One woman said, "I worry that I'm not going to be able to take care of myself."  Another  said, "If that happens to me, would one of you please shoot me."  None of the women worried about dying, they just worried about the process.  Not being a burden to their family.  Not getting sick and needing help.  After everyone had talked for 30 minutes or so, one of them asked what bothered me the most about growing older.

"Well,"  I said, "I want to be useful.  I want to have purpose when I get up in the morning.  After 57 years of cooking, sewing, moving, working at my job teaching, raising four kids and taking care of Ken--staying really busy, I'm not much use to anyone anymore.  I wish my family would give me small things to do "with" them when they have a project going on.  Not just "for" them--although I really like to do things 'for' them."

"I would like to be included in activities--even if it means just sitting in a chair and watching--surely there is something left for me to do that is useful in the middle of what's going on.  But aging is a fact.  You can't do everything you used to do.  And you get the feeling that you are just in the way.  That you don't have anything useful to offer.  Basically that you are a lot of trouble and nobody wants to be bothered having you underfoot.  That sounds pitiful, but it is what it is."

I feel like I'm just killing time most days.  I feel like I am waiting.  On something.  On someone to need me to do something.  I've always been so busy doing things.  And now, I've become an appendage to other people's lives.   I've become more trouble than I'm worth messing with."

Pat called the other day and said, "Mom, I have a doctor's appointment and I want you to go with me. I need a Doberman in the room to help me listen and remember what he says."  That was nice.  She needed me.  She thinks I'm a guard dog.

Becky brought me a bunch of fabric for me to package for an estate sale.  That killed two days.  I had to do it by myself--which was okay; I didn't need help and I felt useful.  But I guess what I'm trying to say is that I miss doing things "with" people.  That's what has been hardest for me.


Thursday, June 1, 2017

The next lady in the group said, "The thing that I find especially hard is not having anyone to talk to.  I don't know what I want to talk about, but when my husband was alive, there was someone around to answer a question--when I had one.  Someone to laugh about things with.  Nothing big, just someone to talk to--about nothing.  Someone who remembered the things that I remembered.  I don't have anyone like that anymore.  Part of the problem is that I haven't lived here for very many years and it takes time to make friends you can talk to about stupid stuff."

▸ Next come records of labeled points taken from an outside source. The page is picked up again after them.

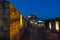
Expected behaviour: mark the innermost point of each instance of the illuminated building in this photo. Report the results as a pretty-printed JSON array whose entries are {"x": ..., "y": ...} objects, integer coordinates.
[
  {"x": 53, "y": 25},
  {"x": 11, "y": 22}
]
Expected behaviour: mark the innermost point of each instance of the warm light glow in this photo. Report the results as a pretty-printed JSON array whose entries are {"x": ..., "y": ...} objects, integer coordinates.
[
  {"x": 50, "y": 25},
  {"x": 57, "y": 26},
  {"x": 21, "y": 19}
]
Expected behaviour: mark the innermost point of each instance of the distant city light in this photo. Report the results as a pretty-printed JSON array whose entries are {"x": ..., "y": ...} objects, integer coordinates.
[
  {"x": 31, "y": 21},
  {"x": 35, "y": 22},
  {"x": 40, "y": 21},
  {"x": 29, "y": 16}
]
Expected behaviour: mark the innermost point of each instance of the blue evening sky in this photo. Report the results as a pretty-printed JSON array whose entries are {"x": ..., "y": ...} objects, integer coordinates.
[{"x": 43, "y": 9}]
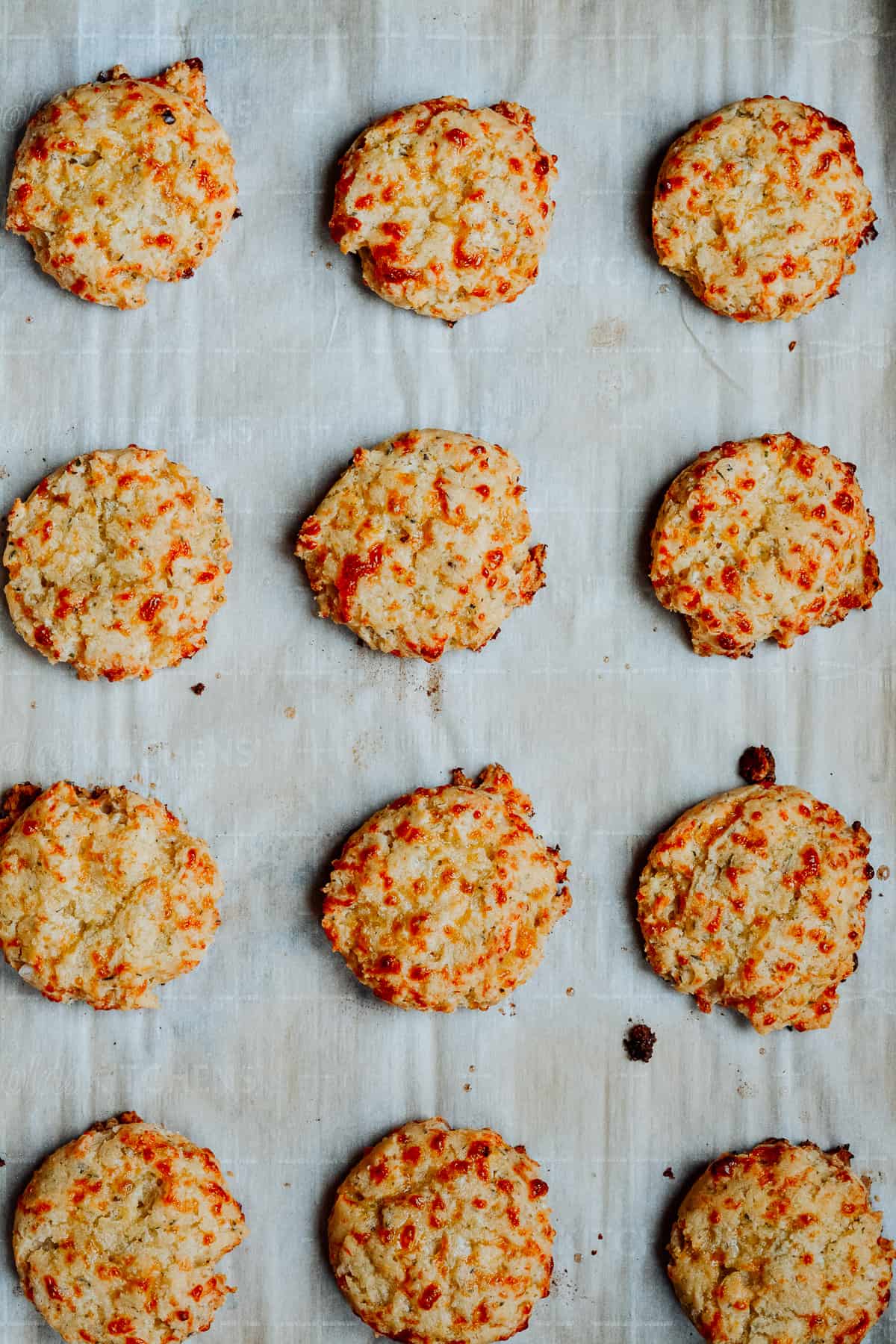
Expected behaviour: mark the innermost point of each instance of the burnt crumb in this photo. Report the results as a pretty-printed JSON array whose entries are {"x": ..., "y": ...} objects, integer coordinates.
[
  {"x": 640, "y": 1042},
  {"x": 15, "y": 801},
  {"x": 756, "y": 765}
]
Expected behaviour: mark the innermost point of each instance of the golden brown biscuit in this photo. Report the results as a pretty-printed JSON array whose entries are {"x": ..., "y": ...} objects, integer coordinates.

"Now, I go days without ever leaving the house.  And if I do go out, it's to the grocery store, or to fill the car up with gas, or go to the post-office or the bank.  But I don't really talk to anyone when I do those things."  She continued, "I've joined every activity my church offers.  I've made friends, and that helps, but it's not the same as talking with someone you really know."

"I do read more than I used to.  But I miss conversations like I used to have.  About nothing important.  With someone who likes the same things that I do.  I'm sure part of what I am feeling is grief--for something I can never get back.  But still, I wish I had someone to talk to everyday."

As I listened to her I thought about how thankful I am for Carolyn.  I talk to her on the phone almost every day.  About nothing.  She is in Pryor, I am in Edmond, but we've both been able to keep our friendship alive by talking every day.  And Sally calls me regularly.  And Becky Bacon.  I have truly been blessed by having close friends who stay in touch--although they live far away.  Life time friends.  Yes, I lost Ken, but I am not alone as long as I have my friends.  Someone close to talk to.

Carolyn told me that people in Pryor ask her what we talk about, and she said she told them, "I really don't know.  Nothing.  Everything.  I don't remember what we said today when I called her--but I'm sure it was important."  That's the kind of talk we all need.  Small talk.  About things we share.  About the things that are happening in their neck of the woods.  Talking, listening, is a comfort to us as we age.  God made us social critters.  We need people to talk to who care enough to listen.